For Better or Worse, Tesla Bot Is Exactly What We Expected
Evan Ackerman | IEEE Spectrum
“While there’s absolutely nothing wrong with the humanoid robot that Musk very briefly demonstrated on stage, there’s nothing uniquely right, either. We were hoping for (if not necessarily expecting) more from Tesla. And while the robot isn’t exactly a disappointment, there’s very little to suggest that it disrupts robotics the way that SpaceX did for rockets or Tesla did for electric cars.”

Google’s Newest AI Generator Creates HD Video From Text Prompts
Benj Edwards | Ars Technica
“Currently, it’s in a research phase, but its appearance five months after Google Imagen points to the rapid development of video synthesis models. Only six months after the launch of OpenAI’s DALLE-2 text-to-image generator, progress in the field of AI diffusion models has been heating up rapidly. Google’s Imagen Video announcement comes less than a week after Meta unveiled its text-to-video AI tool, Make-A-Video.”

The Battle for the Soul of the Web
Kaitlyn Tiffany | The Atlantic
“In 2015, [Brewster] Kahle put out a call for a ‘decentralized web,’ or a web that looked more like the one that early visionaries such as Tim Berners-Lee had imagined. ‘The way we code the web will determine the way we live online,’ Kahle wrote at the time. ‘So we need to bake our values into our code. Freedom of expression needs to be baked into our code. Privacy should be baked into our code. Universal access to all knowledge.’i

Satellite Billboards Are a Dystopian Future We Don’t Need
George Dvorsky | Gizmodo
“Just because you can do a thing doesn’t mean you have to do that thing. Space-based ads may be feasible, but they’d represent an eyesore of cosmological proportions, tarnishing our natural, unobstructed views of space. That our cities are already flooded with light pollution and ads on the ground is hardly an excuse to embark on such an endeavor. Here’s hoping that sensibility will prevail and that ads for soft drinks and fast food stay on the ground.”

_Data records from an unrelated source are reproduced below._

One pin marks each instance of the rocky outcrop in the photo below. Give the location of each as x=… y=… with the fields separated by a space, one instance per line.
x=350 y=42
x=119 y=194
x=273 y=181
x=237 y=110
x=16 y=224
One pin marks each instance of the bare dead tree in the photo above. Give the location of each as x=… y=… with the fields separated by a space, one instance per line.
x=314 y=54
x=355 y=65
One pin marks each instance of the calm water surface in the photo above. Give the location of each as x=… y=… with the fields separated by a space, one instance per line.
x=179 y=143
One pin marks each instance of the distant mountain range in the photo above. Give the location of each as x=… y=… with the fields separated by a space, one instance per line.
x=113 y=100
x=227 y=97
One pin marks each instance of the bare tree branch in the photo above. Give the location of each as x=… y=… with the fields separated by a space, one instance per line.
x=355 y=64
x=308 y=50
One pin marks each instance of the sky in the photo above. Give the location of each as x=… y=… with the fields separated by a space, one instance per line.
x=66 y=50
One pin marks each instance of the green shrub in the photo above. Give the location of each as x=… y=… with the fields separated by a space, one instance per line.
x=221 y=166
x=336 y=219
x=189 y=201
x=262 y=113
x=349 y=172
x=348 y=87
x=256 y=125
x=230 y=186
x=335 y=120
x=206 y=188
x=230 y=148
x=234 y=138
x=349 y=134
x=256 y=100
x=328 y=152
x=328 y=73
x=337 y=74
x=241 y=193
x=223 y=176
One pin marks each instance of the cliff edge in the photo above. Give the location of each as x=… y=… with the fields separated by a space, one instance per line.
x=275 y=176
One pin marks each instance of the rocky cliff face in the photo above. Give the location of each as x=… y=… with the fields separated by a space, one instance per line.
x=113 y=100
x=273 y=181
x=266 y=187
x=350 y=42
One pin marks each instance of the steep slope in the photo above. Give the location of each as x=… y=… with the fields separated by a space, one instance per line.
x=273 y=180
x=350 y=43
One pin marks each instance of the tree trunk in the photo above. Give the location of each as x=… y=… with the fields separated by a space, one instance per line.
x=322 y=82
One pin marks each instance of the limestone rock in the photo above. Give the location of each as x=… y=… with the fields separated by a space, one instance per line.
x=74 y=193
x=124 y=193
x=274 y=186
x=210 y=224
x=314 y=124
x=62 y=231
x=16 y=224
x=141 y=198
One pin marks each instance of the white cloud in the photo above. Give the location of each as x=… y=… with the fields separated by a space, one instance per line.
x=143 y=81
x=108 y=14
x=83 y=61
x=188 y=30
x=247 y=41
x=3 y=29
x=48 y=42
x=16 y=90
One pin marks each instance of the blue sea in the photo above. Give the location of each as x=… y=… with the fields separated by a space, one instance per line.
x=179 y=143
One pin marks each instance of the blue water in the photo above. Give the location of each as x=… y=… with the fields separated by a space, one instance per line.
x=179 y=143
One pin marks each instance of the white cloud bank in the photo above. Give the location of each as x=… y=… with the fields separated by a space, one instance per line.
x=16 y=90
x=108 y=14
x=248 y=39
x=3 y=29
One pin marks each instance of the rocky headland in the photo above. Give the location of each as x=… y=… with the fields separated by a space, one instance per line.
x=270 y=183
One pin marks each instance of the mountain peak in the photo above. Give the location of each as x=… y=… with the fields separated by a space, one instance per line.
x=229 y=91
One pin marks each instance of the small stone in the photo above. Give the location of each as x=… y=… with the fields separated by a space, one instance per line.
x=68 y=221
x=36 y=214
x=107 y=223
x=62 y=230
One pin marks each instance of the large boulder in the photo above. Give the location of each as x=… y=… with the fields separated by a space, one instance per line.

Boeing-Backed Wisk Aero Reveals a Four-Seater Autonomous Air Taxi
Andrew J. Hawkins | The Verge
“Wisk aims to one day provide an intercity flying taxi service that can be summoned with an app, like Uber or Lyft. The plan is for the vehicle to not have a pilot on board; instead, it will be flown mainly by an autopilot system, with supervision from a human pilot situated remotely. The aircraft would theoretically take off and land from so-called vertiports located on the rooftops of buildings.”

Robot Makers Including Boston Dynamics Pledge Not to Weaponize Their Creations
James Vincent | The Verge
A group of robotics companies including Boston Dynamics—makers of the well-known quadrupedal robot Spot—have pledged not to weaponize their most advanced robots. However, the pledge will likely do little to stop the wider weaponization of this technology.

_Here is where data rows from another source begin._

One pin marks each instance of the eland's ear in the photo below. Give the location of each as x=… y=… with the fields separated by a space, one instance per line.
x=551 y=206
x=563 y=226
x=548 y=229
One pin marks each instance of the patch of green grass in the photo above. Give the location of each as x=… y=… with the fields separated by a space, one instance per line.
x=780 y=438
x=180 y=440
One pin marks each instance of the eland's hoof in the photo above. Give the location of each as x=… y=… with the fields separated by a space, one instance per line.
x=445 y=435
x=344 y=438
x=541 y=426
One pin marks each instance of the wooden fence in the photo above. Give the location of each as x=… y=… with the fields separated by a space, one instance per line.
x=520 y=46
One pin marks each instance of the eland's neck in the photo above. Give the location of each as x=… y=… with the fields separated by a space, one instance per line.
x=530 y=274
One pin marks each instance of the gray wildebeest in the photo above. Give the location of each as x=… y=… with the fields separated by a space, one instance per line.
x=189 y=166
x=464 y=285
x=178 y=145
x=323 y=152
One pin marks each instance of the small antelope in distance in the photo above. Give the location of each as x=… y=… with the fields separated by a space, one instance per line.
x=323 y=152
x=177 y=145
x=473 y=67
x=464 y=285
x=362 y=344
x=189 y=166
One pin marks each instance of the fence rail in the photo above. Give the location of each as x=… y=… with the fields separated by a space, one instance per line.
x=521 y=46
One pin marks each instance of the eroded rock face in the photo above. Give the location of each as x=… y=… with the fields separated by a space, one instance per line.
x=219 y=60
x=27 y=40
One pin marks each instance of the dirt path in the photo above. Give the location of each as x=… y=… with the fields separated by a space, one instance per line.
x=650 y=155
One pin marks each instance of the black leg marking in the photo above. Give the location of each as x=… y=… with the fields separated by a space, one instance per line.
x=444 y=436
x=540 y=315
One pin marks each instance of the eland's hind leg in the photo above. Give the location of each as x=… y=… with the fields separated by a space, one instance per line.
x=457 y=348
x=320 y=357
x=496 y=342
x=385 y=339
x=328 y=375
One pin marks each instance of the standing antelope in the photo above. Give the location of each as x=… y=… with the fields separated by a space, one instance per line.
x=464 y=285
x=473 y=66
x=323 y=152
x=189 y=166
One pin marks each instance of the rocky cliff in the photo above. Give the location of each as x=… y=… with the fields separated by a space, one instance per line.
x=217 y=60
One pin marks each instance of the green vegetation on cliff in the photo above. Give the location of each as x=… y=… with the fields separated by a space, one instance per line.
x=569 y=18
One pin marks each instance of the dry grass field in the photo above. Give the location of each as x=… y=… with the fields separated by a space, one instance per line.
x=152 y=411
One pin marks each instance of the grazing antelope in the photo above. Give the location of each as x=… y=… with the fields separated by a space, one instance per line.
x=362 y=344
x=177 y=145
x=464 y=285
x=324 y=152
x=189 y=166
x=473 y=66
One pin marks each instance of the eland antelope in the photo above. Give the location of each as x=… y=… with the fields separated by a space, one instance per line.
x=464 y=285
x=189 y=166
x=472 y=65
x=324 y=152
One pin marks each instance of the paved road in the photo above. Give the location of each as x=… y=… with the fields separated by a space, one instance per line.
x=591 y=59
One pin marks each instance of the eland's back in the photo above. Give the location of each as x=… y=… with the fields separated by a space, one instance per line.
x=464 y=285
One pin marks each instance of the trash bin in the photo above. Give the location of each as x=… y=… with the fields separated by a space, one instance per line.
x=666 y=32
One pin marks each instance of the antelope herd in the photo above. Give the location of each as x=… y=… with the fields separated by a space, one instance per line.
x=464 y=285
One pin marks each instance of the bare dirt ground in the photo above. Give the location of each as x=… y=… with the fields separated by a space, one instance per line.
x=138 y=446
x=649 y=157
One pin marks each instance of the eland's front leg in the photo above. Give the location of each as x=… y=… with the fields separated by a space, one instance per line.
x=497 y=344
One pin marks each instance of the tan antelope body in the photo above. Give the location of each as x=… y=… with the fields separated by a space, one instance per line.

NASA Tests Gigantic Slingshot for Hurling Objects Into Space
George Dvorsky | Gizmodo
“A rapidly rotating arm inside the 108-foot-wide (33-meter) facility hurled a projectile, or Test Launch Vehicle, to heights reaching 25,000 feet (7,600 meters), in a demonstration consistent with the company’s previous tests. …This time, the projectile carried demonstration payloads for NASA, Airbus, Cornell University, and satellite manufacturer Outpost Space. As SpinLaunch said in a press release, the demonstration payloads, all of which survived and were recovered, are ‘inherently compatible’ with the company’s launch system.”

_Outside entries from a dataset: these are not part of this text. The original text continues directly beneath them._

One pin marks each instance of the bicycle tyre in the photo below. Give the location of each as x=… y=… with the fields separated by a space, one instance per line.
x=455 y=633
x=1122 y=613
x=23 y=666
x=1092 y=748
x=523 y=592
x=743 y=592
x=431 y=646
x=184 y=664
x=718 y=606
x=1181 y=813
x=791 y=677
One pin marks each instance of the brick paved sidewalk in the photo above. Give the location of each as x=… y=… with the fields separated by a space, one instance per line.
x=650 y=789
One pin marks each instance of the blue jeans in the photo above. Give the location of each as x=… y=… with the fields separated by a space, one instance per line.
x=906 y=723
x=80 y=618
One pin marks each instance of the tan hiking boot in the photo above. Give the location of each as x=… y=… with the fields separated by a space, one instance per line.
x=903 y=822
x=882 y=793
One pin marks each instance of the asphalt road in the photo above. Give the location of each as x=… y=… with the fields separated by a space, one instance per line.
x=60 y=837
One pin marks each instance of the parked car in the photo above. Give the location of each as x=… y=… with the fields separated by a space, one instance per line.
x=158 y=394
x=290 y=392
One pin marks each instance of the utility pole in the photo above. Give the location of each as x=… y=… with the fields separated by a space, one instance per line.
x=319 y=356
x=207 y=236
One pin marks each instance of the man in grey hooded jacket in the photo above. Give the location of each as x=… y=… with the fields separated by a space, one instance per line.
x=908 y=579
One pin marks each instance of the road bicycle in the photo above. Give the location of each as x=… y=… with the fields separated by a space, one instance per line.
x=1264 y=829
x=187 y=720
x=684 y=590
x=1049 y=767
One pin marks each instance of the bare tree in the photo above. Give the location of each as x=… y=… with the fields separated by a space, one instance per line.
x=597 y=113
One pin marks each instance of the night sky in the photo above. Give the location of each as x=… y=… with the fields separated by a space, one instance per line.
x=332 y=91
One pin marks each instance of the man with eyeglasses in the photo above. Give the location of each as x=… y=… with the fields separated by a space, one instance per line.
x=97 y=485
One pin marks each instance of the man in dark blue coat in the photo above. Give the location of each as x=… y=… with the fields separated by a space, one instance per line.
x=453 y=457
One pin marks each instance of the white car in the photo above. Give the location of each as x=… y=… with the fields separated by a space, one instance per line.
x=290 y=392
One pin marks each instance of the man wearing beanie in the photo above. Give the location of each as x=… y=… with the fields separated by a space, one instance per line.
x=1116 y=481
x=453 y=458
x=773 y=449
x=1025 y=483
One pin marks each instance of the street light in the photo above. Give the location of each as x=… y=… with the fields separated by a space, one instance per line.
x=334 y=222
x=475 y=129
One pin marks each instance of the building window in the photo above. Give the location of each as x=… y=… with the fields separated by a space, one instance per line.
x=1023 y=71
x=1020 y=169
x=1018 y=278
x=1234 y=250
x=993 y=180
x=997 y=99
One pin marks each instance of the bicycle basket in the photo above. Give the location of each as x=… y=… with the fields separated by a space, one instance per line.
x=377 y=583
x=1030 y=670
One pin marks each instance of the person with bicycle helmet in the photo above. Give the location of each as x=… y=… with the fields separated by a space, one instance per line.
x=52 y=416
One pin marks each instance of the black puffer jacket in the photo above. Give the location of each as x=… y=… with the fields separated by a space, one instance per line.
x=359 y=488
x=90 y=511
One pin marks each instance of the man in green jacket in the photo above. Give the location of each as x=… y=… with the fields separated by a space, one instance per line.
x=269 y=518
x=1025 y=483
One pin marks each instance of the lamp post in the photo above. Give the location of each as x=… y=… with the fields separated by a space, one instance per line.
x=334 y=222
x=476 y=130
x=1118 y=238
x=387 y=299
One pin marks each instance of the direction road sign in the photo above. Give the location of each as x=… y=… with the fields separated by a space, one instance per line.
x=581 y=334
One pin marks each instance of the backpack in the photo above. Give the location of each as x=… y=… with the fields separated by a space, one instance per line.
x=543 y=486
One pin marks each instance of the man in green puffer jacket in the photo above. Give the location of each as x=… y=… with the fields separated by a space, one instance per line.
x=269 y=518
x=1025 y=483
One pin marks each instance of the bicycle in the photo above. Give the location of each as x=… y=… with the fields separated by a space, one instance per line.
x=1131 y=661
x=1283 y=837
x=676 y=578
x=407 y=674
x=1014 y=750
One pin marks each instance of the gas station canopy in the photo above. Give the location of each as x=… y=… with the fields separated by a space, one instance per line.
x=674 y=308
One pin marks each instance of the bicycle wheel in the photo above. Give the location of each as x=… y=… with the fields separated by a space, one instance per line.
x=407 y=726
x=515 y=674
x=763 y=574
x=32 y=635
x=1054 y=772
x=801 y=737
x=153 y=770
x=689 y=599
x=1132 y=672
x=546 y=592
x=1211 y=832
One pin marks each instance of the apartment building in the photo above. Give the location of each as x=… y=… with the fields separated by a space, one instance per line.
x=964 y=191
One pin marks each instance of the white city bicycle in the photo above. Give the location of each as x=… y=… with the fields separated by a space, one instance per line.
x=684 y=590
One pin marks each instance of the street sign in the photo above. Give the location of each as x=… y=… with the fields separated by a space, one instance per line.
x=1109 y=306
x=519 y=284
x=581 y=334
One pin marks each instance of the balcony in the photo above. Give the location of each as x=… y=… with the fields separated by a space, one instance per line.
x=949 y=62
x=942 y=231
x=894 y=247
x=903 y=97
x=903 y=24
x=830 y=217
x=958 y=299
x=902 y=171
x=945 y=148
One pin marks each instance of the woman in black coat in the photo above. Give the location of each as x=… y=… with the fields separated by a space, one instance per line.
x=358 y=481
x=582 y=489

Halo Car’s Teleoperated Car-Sharing Service to Roll Out This Year With No One Behind the Wheel
Jaclyn Trop | TechCrunch
“The milestone would mean Halo Car will use humans to remotely control vehicles through public streets and deliver them to its car-sharing service customers. These fully remote deliveries will mark the official launch of commercial operations and kick off a campaign to scale its fleet of electric vehicles and expand beyond Las Vegas.”